爲每個人提供基本收入的想法有很多顯而易見的缺陷,但也有一個壓倒性的好處。這個想法確立了一個原則:每一位公民都是受到重視的社會成員,有權分享社會的集體財富。

That conviction has animated radical thinkers for 500 years since the argument was first sketched out in Sir Thomas More’s Utopia. The idea has gained renewed resonance in our own times as we fret about the erosion of living standards, the concentration of wealth and the possible threat of mass unemployment caused by technological change.

自托馬斯?莫爾爵士(Sir Thomas More)的《烏托邦》(Utopia)首次闡述這一主張後,500年來這個理念激發着激進的思想家們。在我們這個時代,隨着我們爲生活水平下降、財富集中以及技術變革可能引起的大規模失業感到不安,這個想法獲得了新的共鳴。

But for half a millennium universal basic income has remained little more than a utopian dream because it has always crashed up against the rocks of reality. The chief objections are ones of principle and practicality, encapsulated in two questions.

但500年來,全民基本收入始終只是一個烏托邦幻想,因爲它總是在無情的現實面前撞得粉碎。主要的反對意見是兩方面的:原則性和可行性,它們可以概括爲兩個問題。

Why should people be paid to do nothing? And how could we possibly afford it?

爲什麼人們什麼都不用做就能拿到錢?我們怎麼可能負擔得起這種制度?

Yet it is possible to design a basic income scheme that retains its main attractions while minimising its flaws. By default, a good working model has been operating in Alaska for more than 30 years.

然而,設計一套基本收入機制,在保留其主要吸引力的同時最大限度減少缺陷,這是可能的。雖然並非刻意爲之,但一套行之有效的模式已經在阿拉斯加施行了30多年。

In 1976 Alaska’s voters approved a constitutional amendment to create a permanent investment fund, financed by revenues from the state’s incipient oil boom. A few years later, the Alaska Permanent Fund began paying out a dividend to every registered resident.

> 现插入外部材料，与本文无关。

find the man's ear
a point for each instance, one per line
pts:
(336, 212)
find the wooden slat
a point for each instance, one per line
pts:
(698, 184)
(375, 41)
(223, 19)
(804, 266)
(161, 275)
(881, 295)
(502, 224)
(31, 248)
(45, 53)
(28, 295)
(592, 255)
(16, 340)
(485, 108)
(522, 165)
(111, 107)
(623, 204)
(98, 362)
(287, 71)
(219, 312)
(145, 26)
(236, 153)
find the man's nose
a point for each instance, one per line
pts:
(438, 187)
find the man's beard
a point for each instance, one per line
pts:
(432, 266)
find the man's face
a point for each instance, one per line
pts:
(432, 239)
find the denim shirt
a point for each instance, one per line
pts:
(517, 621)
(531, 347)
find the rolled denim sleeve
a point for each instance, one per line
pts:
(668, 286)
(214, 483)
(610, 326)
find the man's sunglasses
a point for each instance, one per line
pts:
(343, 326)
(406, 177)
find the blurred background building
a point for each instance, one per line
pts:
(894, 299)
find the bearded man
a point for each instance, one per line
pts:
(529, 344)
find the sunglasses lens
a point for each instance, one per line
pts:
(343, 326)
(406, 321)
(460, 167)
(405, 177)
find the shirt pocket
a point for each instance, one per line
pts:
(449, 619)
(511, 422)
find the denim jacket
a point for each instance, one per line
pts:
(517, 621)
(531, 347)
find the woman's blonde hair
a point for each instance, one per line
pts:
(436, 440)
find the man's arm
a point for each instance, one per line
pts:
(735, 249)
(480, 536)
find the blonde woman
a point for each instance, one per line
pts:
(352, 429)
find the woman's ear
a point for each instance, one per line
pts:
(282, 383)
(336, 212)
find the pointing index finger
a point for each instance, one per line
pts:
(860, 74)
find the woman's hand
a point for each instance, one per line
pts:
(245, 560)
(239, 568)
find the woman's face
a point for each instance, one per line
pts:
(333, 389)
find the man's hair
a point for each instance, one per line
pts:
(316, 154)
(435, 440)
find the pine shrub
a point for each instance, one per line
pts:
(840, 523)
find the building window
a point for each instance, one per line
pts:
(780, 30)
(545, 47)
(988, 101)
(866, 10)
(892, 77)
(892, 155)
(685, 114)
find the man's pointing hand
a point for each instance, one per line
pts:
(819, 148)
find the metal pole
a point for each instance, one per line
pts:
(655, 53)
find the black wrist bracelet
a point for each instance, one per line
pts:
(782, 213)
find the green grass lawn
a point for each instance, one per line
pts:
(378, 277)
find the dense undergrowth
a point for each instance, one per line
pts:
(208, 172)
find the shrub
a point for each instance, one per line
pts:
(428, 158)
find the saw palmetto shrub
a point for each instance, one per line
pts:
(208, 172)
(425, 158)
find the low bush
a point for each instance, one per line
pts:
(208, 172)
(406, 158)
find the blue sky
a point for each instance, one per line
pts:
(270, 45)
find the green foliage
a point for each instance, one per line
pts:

1976年,阿拉斯加的選民投票通過一項憲法修正案,以該州初生的石油熱潮帶來的財政收入爲資金來源,設立一隻永久投資基金。幾年後,阿拉斯加永久基金(Alaska Permanent Fund)開始向每個註冊居民發放分紅。

Depending on the fund’s performance, the annual payout has ranged from $878 to $2,072 a head over the past decade. It is, in all but name, a universal basic income paid irrespective of social contribution or wealth.

取決於基金的業績,過去十年,每年給每位居民發放的分紅金額從878美元到2072美元不等。除了名目不同,這實際上就是不考慮社會貢獻或者財富的全民基本收入機制。

The scheme has not led to mass indolence, as the critics of basic income fear. The clue lies in the adjective — basic. The scheme, which has commanded bipartisan support, has also proved increasingly popular and been described as the “third rail” of state politics because it electrocutes any politician who touches it. In a recent telephone survey, Alaskans described the fund’s top three advantages as being its equality of treatment, its fairness of distribution and its assistance to struggling families. Some 58 per cent of respondents said they would even be prepared to pay more state taxes to preserve the fund, although Alaska has been knocked by lower oil prices.

這個機制並沒有像基本收入批評者擔心的那樣,造起大規模的怠惰。線索就在形容詞——“基本”之中。這個得到兩黨支持的機制被證明日益受到人們的歡迎,並且被稱爲阿拉斯加政壇的“導電軌”,因爲在這件事上找問題的任何政治人士都會觸電。在最近的一次電話調查中,阿拉斯加居民稱,這個基金最大的三個好處是同等待遇、公平分配和幫助陷入困境的家庭。儘管阿拉斯加因油價下降而受到衝擊,但約有58%的受訪者說,他們甚至準備繳納更多的州稅來保留這個基金。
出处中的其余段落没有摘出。